CAES entra in Social Economy Made Easy: una rete per l'economia sociale

CAES ha aderito a Social Economy Made Easy (Seme) il portale progettato per facilitare l'interscambio tra clienti e fornitori socialmente responsabili del mondo profit e non profit. La piattaforma, ideata e creata dalla cooperativa sociale Progetto il Seme, è un vero e proprio “punto di incontro” tra soggetti che desiderano operare in un mercato orientato alla solidarietà, cooperazione, partecipazione e inclusione sociale.

Sono questi, infatti, i principi che guidano l’economia sociale, un modo di organizzare l’attività economica che comprende diverse forme di imprese e organizzazioni (le cooperative sociali, le associazioni, le società mutualistiche, le fondazioni e le imprese sociali) che operano in quasi tutti i settori: l’agricoltura, l’industria, i servizi, l’educazione, la salute, la cultura e l’ambiente. Come riporta lo stesso sito di Seme, oggi l’economia sociale rappresenta l’8% del Pil dell’Unione europea, raccoglie 2,8 milioni di organizzazioni e genera 13,6 milioni di posti di lavoro. Anche in Italia il fenomeno è rilevante: le organizzazioni dell’economia sociale rappresentano infatti l’8,8% sul totale delle imprese ed il 9,5% degli addetti, in termini numerici quest'ultimi sono un milione e 900mila, lo stesso numero di occupati dell’intera filiera metalmeccanica italiana.
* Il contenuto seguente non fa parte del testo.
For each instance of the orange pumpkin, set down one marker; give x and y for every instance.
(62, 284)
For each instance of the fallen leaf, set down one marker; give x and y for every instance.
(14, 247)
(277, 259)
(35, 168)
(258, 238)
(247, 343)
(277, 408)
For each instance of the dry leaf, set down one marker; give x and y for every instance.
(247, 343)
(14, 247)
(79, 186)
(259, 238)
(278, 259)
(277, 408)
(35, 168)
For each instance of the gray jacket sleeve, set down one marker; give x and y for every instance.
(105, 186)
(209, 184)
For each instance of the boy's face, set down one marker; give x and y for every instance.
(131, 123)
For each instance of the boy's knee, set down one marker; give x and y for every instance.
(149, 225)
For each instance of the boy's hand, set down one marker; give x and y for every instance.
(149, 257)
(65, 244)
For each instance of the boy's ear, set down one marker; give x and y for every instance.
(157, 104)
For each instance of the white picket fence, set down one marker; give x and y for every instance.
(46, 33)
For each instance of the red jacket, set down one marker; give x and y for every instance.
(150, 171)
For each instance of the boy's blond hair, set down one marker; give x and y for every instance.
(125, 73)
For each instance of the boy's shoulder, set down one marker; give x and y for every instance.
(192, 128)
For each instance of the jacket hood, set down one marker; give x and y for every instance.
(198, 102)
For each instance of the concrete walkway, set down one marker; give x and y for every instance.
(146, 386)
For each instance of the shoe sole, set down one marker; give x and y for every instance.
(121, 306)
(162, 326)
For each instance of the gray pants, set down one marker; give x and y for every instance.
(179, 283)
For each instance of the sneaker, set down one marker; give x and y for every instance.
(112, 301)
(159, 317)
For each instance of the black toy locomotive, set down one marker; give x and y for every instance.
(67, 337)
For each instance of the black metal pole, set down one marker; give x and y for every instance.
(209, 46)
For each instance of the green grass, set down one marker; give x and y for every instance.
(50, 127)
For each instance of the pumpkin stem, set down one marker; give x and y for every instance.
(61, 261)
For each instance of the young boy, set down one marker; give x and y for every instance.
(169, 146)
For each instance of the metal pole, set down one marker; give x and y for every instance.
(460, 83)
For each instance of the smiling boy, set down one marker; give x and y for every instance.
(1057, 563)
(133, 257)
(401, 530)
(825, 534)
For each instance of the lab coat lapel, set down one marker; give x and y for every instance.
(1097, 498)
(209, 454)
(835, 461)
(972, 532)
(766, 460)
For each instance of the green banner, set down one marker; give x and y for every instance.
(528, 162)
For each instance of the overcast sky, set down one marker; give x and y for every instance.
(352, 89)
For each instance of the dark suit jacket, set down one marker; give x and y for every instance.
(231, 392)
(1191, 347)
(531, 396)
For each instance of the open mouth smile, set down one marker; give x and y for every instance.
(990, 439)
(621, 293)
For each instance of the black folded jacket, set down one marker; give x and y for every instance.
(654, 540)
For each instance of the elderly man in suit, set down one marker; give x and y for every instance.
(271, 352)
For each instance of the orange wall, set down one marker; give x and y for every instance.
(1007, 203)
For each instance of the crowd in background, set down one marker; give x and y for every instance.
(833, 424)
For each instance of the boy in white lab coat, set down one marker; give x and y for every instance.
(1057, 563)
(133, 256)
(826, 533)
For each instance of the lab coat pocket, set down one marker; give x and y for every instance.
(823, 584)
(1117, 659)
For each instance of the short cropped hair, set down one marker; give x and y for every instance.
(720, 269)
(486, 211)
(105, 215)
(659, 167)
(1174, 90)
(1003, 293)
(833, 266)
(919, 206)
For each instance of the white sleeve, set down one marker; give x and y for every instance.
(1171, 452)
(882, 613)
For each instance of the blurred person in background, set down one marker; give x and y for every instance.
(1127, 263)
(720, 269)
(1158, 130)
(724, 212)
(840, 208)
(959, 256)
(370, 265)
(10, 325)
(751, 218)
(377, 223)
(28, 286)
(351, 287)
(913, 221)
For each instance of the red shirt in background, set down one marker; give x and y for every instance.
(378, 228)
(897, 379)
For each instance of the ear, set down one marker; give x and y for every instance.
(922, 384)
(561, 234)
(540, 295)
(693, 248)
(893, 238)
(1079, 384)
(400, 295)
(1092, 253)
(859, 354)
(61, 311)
Il portale Social Economy Made Easy nasce proprio per valorizzare questo ricco patrimonio facilitando nello specifico il social procurement ovvero il processo di acquisto di beni, servizi, costruzioni e infrastrutture necessari per le attività di un’impresa e orientandolo in particolare verso le imprese sociali. Ogni scelta ha un impatto preciso non solo sociale ma anche economico ed ambientale e può contribuire a formare una comunità inclusiva, vivace e sana.

Social Economy Made Easy si pone dunque come obiettivo quello di creare un punto unico di accesso al social procurement, facilitando la ricerca e l’incontro sia per gli enti del Terzo settore ma anche per le imprese profit che hanno l’opportunità di migliorare il loro bilancio dociale e la loro sostenibilità acquistando prodotti e servizi da quelle non profit. Anche le istituzioni e i privati possono beneficiare della piattaforma scegliendo ad esempio di acquistare prodotti e servizi dagli enti del terzo settore o di svolgere attività di volontariato presso di loro.

Anche CAES ha pertanto scelto di essere parte di questa possibilità, credendo nella possibilità che si possa instaurare un circolo virtuoso che favorisca un uso ottimale delle risorse economiche nel settore dell’economia sociale e solidale, di cui il Consorzio è parte, generando più lavoro e più opportunità per tutte e tutti.